Evolution of Log-Based Detection Rules in Public Repositories

Log-based detection rules remain central to modern security operations, encoding domain expertise that analysts iteratively refine to balance detection coverage against alert volume. Yet while prior work has examined the evolution of network intrusion detection signatures, the longitudinal behavior of log-based detection rules has received little empirical study. We present the first longitudinal analysis of detection rule evolution across two widely used repositories: the community-driven Sigma project and the curated Splunk Security Content (SSC). To compare rule versions based on detection logic rather than surface syntax, we introduce a predicate graph intermediate representation that canonicalizes the logical structure of a rule, together with a tree alignment procedure for analyzing changes across revisions. We apply this method to 6,859 rule histories from Sigma and SSC and find that roughly 56% of rules undergo at least one revision on detection logic.

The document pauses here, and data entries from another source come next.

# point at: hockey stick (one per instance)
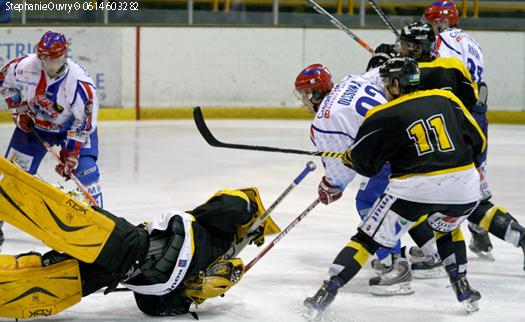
(281, 235)
(339, 25)
(72, 176)
(239, 245)
(208, 136)
(384, 17)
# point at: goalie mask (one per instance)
(312, 84)
(417, 40)
(405, 71)
(52, 52)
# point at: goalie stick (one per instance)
(282, 234)
(239, 244)
(339, 25)
(384, 17)
(211, 140)
(72, 176)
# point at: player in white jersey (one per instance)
(54, 96)
(340, 110)
(454, 42)
(433, 177)
(169, 263)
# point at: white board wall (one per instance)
(242, 67)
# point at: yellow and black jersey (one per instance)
(419, 133)
(449, 74)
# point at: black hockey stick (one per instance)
(384, 17)
(339, 25)
(208, 136)
(282, 234)
(239, 244)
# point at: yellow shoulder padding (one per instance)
(51, 215)
(28, 290)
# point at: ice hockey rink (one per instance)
(150, 166)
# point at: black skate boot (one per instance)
(481, 245)
(324, 296)
(465, 294)
(380, 266)
(429, 267)
(394, 281)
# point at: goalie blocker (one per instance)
(169, 263)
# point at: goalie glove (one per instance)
(218, 278)
(328, 193)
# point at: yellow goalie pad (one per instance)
(49, 214)
(28, 290)
(269, 226)
(218, 278)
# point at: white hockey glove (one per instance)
(327, 192)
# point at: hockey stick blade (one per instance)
(282, 234)
(211, 140)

Across rule lifetimes, evolution is predominantly non-monotonic, with over half of rules both adding and removing clauses over time. We further observe recurring reversions, indicating that changes are often revisited rather than strictly accumulated. Combining structural analysis with LLM-based inference and human validation of operational intent shows that roughly a quarter to a third of rules alternate between expanding coverage and reducing false positives, rather than converging toward a stable form. Together, these results reveal that detection rule evolution in public repositories reflects ongoing operational trade-offs rather than steady convergence. Our study raises questions about why rules change the way they do and supports research towards better processes for devising and deploying security rules.

翻译：基于日志的检测规则仍是现代安全运维的核心，编码了分析人员通过迭代优化以平衡检测覆盖率与告警量的领域专业知识。尽管已有研究探索了网络入侵检测签名的演化规律，但针对日志型检测规则纵向行为的大规模实证研究尚属空白。本文首次对两大广泛使用的知识库——社区驱动的Sigma项目与专业策划的Splunk安全内容（SSC）——中的检测规则演化进行了纵向分析。为基于检测逻辑而非表面语法比较规则版本，我们引入了一种谓词图中间表示，该表示能规范化规则的逻辑结构，并配套提出树对齐程序用于分析不同修订版本间的变更。我们将该方法应用于Sigma和SSC的6,859条规则历史记录，发现约56%的规则经历了至少一次检测逻辑修订。在规则生命周期内，演化呈现显著的非单调特征：超过半数的规则随时间推移既增加又删减子句。我们还观察到频繁的回归现象，表明变更往往被反复调整而非严格累积。通过将结构分析与基于大语言模型的推理及人工验证操作意图相结合，我们发现大约四分之一至三分之一的规则在扩大覆盖范围与减少误报之间交替切换，而非收敛至稳定形态。这些结果共同揭示了公共仓库中检测规则的演化反映了持续的操作权衡，而非逐步收敛。本研究提出的问题——规则为何以当前方式变化——为改进安全规则设计与部署流程的研究提供了支撑。